Responsible alcohol use was the theme of this year's 4th Fighter Wing Commander's Call at Seymour Johnson Air Force Base.

1st Lt. Devin Robinson was the host of Thursday's show at the base theater, which took a "Late Show" format, featuring jokes, guests and music. Four shows were held throughout the day to address all 4th Fighter Wing airmen.

The first guest appearance at the Commander's Call was made by Hal Howard, owner of Goldsboro Chrysler Dodge Jeep. Howard relayed two stories of drunken driving accidents that he said profoundly affected him, and encouraged the airmen to behave responsibly.

Next, Tim Edwards of 4th Fighter Wing Safety was introduced as the "Most Unsafe Person at Wing Safety." Edwards appeared to be severely injured, with what looked like shards of glass protruding from made-up wounds. Robinson explained that Edwards was not in the habit of wearing a seat belt. He then projected videos of crash tests, stressing the importance of seat belt use.

"It's what it's designed to do," Robinson said. "Just take two seconds and click that seat belt."

Master Sgt. Troy Harris of Life Skills discussed the "0013=4"' guideline introduced by the Air Force.

"It's a new Air Force program," Harris explained. The idea behind it is for "zero underage drinking, zero DUIs, no more than one drink per hour and no more than three drinks per night, for the 4th Fighter Wing," he said. The program is an overall concept to encourage responsible alcohol use.

Sr. Airman J.T. Jordan performed "Santa Looked a Lot Like Daddy," by Garth Brooks. Joining Jordan on lead guitar was Col. Mike Holmes, commander of the 4th Fighter Wing.

Goldsboro police Chief Tim Bell told airmen that driving while impaired charges were up this year to 390 from 342 in 2004, although there have been fewer accidents. Although drunken drivers might get lucky and make it home safely on one occasion, "what you're going to do is roll the dice," he said.

Robinson reminded airmen of the base's designated driver hotline, which will pick up those who are not able to drive for a safe return home. The number is 722-3333.

"No matter how drunk you are, you should be able to mash four 3s," he said.
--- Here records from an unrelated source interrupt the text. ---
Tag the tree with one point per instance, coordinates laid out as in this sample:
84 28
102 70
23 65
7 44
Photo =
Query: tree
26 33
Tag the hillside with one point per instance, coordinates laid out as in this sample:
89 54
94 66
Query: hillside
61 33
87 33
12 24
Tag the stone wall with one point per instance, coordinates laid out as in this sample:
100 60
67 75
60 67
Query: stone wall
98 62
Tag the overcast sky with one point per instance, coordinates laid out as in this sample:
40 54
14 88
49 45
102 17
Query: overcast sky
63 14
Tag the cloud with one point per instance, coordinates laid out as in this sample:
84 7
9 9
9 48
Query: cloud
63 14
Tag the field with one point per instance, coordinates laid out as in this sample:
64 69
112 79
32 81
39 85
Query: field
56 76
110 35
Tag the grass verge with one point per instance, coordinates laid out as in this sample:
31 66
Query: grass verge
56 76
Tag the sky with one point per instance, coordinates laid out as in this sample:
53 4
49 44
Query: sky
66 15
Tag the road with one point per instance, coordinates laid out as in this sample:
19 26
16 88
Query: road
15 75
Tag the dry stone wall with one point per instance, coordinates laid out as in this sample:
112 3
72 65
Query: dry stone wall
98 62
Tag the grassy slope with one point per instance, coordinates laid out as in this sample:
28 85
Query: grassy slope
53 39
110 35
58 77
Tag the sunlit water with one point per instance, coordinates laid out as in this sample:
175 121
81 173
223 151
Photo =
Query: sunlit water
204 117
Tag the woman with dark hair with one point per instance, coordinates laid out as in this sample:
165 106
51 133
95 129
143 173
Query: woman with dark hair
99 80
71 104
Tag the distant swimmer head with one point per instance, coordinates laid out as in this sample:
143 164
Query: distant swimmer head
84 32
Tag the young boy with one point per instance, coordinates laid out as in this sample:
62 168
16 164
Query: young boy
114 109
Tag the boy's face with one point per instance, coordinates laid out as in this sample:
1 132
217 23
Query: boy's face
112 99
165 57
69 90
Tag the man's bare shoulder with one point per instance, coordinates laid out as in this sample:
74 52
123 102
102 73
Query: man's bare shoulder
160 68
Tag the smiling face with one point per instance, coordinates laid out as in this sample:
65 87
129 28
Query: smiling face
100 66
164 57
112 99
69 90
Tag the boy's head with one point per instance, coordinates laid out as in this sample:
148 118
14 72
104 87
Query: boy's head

Mayor Al King showed off photos of his car collection. "I don't go fast all the time," he said.

"How much does that thing top out at?" Robinson asked, referring to a picture of the mayor's Porsche 911 Carrera 4S.

"I don't know," King responded with a laugh.

"If he can drive his Porsche 35 in Goldsboro, you guys can drive your Hondas 35," Robinson told the airmen.

King implored the airmen to obey traffic laws and to think beyond themselves when making choices.

"Don't be selfish," he said, "it's not about you."

"You're a part of the greatest fighter wing on planet Earth," King said. "We in the city of Goldsboro appreciate you more than you know, and we want you to be safe."

Holmes rounded out the show, telling the airmen that the key to alcohol use was responsibility.

"Adding the word responsibility to what we're talking about means that it's not just about you," he said. "The responsibility means that you think about other people. I want to see you all come back safe."

Robinson said the "Late Show" format was employed to reach the target audience of airmen ages 18 to 25.

"We wanted to communicate a style that would involve that age, and reach them where they are," he said. "We want to see all of them back after the holidays."